左手を頭上に置かれている優音の右手にそっと乗せ、ギュッと握りしめてから一緒に下ろす。
そして、一度手を離して繋ぎ直した。
優音は、傍(ここ)で見守ってて。
その想いを込めて、繋いだ手をそっと握り締めた。
大丈夫。頑張れる。
そう心の中で呟いて、手を繋いだままゆっくりと振り返る。
「──“ごめんな”の意味、分かったよ」
そう言うと、十夜の瞳が微かに揺れ動いた。
けど、意味が分かっていないみたいで眉を潜めている。
その表情に思わずフフッと笑みが零れた。
……そうだよね。
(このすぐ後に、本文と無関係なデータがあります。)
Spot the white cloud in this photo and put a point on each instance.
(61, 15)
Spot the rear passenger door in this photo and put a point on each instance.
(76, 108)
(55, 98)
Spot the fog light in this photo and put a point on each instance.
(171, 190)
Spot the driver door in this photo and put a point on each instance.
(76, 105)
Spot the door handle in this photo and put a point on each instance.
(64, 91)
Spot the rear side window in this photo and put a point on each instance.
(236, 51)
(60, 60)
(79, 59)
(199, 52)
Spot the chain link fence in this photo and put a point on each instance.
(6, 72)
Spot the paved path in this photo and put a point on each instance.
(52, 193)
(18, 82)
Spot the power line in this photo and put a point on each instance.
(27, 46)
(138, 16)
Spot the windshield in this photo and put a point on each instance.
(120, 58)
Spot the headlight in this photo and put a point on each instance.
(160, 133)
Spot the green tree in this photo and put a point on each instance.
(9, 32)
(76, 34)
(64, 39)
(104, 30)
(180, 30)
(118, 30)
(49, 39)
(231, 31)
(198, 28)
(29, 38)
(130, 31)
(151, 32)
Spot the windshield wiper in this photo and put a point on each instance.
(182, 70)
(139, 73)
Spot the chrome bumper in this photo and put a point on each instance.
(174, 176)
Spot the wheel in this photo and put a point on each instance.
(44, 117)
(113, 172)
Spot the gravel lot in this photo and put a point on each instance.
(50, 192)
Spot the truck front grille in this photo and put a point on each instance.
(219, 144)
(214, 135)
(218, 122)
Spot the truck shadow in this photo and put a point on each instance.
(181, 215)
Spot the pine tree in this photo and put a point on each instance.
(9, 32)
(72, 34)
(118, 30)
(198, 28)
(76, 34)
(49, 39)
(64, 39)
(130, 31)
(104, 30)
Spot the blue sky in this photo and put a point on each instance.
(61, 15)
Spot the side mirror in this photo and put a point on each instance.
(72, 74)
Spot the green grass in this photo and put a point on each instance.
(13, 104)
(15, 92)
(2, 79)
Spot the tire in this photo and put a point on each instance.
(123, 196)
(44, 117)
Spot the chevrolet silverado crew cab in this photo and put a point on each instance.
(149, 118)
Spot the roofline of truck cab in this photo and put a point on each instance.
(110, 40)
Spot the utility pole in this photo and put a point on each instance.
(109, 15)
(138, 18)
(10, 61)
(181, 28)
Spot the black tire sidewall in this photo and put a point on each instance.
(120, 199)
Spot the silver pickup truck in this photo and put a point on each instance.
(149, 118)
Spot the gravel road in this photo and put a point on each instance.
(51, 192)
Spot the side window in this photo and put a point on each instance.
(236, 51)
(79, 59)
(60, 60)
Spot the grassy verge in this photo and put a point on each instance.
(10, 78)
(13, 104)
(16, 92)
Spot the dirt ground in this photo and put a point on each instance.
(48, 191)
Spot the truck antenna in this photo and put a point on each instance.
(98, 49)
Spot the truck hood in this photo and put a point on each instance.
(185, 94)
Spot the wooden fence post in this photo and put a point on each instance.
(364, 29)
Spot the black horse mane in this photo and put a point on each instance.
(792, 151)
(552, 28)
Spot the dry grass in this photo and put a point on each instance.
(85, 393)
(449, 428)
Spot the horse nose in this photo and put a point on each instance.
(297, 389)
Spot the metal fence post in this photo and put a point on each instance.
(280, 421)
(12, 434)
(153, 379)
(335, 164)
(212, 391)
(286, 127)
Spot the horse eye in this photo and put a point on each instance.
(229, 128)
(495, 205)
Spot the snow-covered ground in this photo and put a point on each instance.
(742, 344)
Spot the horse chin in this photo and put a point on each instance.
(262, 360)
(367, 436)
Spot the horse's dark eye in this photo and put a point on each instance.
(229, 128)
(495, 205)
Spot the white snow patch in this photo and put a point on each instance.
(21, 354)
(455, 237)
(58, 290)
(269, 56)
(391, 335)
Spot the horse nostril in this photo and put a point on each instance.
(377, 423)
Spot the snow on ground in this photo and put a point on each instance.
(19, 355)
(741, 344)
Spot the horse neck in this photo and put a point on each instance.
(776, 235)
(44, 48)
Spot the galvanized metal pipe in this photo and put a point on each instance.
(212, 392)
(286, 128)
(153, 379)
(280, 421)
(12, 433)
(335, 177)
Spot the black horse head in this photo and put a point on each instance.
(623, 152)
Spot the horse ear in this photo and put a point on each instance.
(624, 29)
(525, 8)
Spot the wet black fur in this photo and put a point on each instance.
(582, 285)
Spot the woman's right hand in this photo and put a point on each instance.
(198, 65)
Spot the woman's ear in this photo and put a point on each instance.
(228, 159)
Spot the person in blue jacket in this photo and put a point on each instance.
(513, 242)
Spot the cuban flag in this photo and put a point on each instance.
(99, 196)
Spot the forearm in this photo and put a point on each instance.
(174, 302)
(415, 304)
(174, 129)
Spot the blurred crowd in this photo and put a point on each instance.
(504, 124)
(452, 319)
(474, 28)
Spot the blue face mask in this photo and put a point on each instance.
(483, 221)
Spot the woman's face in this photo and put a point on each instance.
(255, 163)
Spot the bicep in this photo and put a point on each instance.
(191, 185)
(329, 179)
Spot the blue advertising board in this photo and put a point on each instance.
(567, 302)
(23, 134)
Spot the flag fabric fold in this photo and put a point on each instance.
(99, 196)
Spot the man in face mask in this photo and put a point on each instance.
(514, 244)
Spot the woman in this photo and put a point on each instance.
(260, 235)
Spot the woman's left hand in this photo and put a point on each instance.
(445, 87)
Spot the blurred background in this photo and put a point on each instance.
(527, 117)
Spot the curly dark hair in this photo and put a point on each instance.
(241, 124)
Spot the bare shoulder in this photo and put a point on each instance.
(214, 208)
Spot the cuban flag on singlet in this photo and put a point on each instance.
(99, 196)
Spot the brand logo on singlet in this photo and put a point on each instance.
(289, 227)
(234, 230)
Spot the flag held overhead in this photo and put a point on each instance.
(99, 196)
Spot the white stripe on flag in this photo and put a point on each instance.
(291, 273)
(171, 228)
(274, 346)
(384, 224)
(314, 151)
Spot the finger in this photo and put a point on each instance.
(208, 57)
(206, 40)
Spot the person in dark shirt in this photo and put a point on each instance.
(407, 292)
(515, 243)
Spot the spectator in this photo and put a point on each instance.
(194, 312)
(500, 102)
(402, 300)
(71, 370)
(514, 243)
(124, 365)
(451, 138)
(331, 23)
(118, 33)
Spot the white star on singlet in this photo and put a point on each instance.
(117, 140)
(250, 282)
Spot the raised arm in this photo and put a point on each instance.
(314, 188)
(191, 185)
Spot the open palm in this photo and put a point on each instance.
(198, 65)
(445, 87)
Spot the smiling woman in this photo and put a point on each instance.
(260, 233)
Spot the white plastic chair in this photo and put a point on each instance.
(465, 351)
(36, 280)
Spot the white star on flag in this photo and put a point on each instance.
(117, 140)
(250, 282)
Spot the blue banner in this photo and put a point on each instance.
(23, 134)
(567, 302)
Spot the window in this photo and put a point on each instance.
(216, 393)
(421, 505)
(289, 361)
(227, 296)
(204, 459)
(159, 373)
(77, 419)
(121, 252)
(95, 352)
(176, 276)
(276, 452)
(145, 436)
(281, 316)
分かる訳ないよね。
十夜はきっとあたしが何の事を言っているのか見当もつかないんだろう。
十夜にとったらあの時の事なんてどうでもいいこと。
十夜の中ではもう全て終わっていることなんだ。
そうなんだよね?十夜。
「あたしは、良かったよ」
身代わりでも。
例え身代わりだったとしてもあたしは皆と一緒に居られて良かった。
……ねぇ、十夜。
一瞬でも“あたし”を見てくれた事あった?
一瞬でも遥香さんを忘れた事あった?
そうであったと思いたい。
それだけでいいから。
それだけで身代わりでも良かったと思えるから。
だから『あった』って言ってよ。